Quand il est revenu, à la fin de le guerre, un autre étranger, aussitôt baptisé « l'Autre », est arrivé au village. Il est délicat, cultivé, parle peu et a un réel talent de dessinateur. On l'observe comme une bête curieuse, tellement différent des autres habitants frustes de ce village. On commence par l'accueillir en grande pompe pour éviter de dire qu'on se méfie de lui mais rapidement on le marginalise, on l'ignore. Pas rancunier cependant, il décide de donner une petite fête pour remercier le village de l'avoir accueilli. Lors de cette fête, il expose les portraits des villageois qu'il a réalisés mais ceux-ci les trouvent tellement réalistes et surtout tellement mystérieux qu'ils les supposent accusateurs et s'en prennent à lui, déchirent ses cartons et tuent son cheval et son âne qu'il considérait comme des personnes. Ces portraits étaient comme des miroirs qui révélaient la face cachée de chacun. Certains y ont vu une allusion à peine voilée aux faits qui s'étaient déroulés pendant la guerre, le viol et le meurtre de trois jeunes filles, étrangères elles aussi, l'aventure fatale de Cathor, un villageois qui avait refusé de livrer un vieux fusil, et qui a été décapité devant tout le village ; c'est cet événement qui avait motivé la dénonciation et la déportation de Brodeck. Mais au lieu de quitter le village, « l'Autre » y erre pendant trois jours en criant sa souffrance. Il finira par en mourir au terme d'une sorte d’assassinat collectif. Ainsi, sous le masque de la respectabilité, de la bienséance et de l'hypocrisie, les habitants de ce village perdu sont-il devenus des meurtriers, révélant ainsi leur véritable image.

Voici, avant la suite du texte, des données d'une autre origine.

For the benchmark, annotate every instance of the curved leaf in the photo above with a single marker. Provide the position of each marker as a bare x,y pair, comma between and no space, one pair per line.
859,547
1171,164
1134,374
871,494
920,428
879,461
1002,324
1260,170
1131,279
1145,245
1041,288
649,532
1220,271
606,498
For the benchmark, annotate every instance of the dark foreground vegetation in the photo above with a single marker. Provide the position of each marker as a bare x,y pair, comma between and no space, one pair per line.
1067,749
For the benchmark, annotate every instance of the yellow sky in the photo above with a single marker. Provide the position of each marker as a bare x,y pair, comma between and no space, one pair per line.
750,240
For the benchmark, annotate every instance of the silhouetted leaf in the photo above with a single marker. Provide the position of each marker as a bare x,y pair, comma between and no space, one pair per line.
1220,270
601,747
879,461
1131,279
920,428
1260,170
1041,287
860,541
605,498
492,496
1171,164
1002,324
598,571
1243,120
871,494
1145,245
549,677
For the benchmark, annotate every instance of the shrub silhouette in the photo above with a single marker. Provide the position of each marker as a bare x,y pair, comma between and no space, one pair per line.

Un soir, Brodeck se rend au village pour acheter du beurre et se voit, lui le petit fonctionnaire sans importance, chargé de relater ces faits, c'est à dire d'en faire un rapport écrit. Il devient donc leur « scribe » pour que « celui qui lira le rapport comprenne et pardonne ». Obéissant, il s'exécutera, mais en réalité il n'y croit pas et les villageois non plus. Effectivement, le rapport une fois rédigé et lu par le maire est jeté au feu au motif que le passé appartient à la mort et qu'il faut aller de l'avant au nom de la vie.

A la suite de cela Brodeck décide de quitter enfin le village avec femme et enfant.

C'est étonnant le roman, les personnages tissent leur histoire et le lecteur en est le témoin, s'y identifie ou pas. Moi, je me suis senti très proche de ce Brodeck. Il est l'image de l'homme de bonne volonté aux prises avec les autres qui lui veulent du mal, gratuitement, pour se prouver sans doute qu'ils existent et qu'ils ont de l'importance. Il est assailli par la malchance mais tente de s'en sortir. Le malheur s'acharne sur lui sans qu'il y puisse rien et ne peut opposer à cela que sa seule vie minuscule et sans intérêt. Il est l'éternel guignon mais aussi le souffre-douleur de tous ces petits potentats qui certes le tiennent pour rien, ce dont il est persuadé, mais qui se croient tout permis. Ce roman est dérangeant parce qu'il traite de l’intolérance, de la noirceur de l'âme humaine, de la trahison, rappelle que la race des hommes n'est pas fréquentable, que « l'enfer c'est les autres »...et que tout cela est le quotidien de chacun d'entre nous. Le récit, même s'il est une fiction, est aussi là pour montrer les choses dans toute leur cruauté et l'eau de rose n'est pas ce qui l'irrigue forcément. Et d'ailleurs, ce Brodeck se révèle aussi mauvais que ceux qui l'ont persécuté, et la relation qu'il fait des événements dans son rapport entraîne une confession intime dont il ne sort pas grandi.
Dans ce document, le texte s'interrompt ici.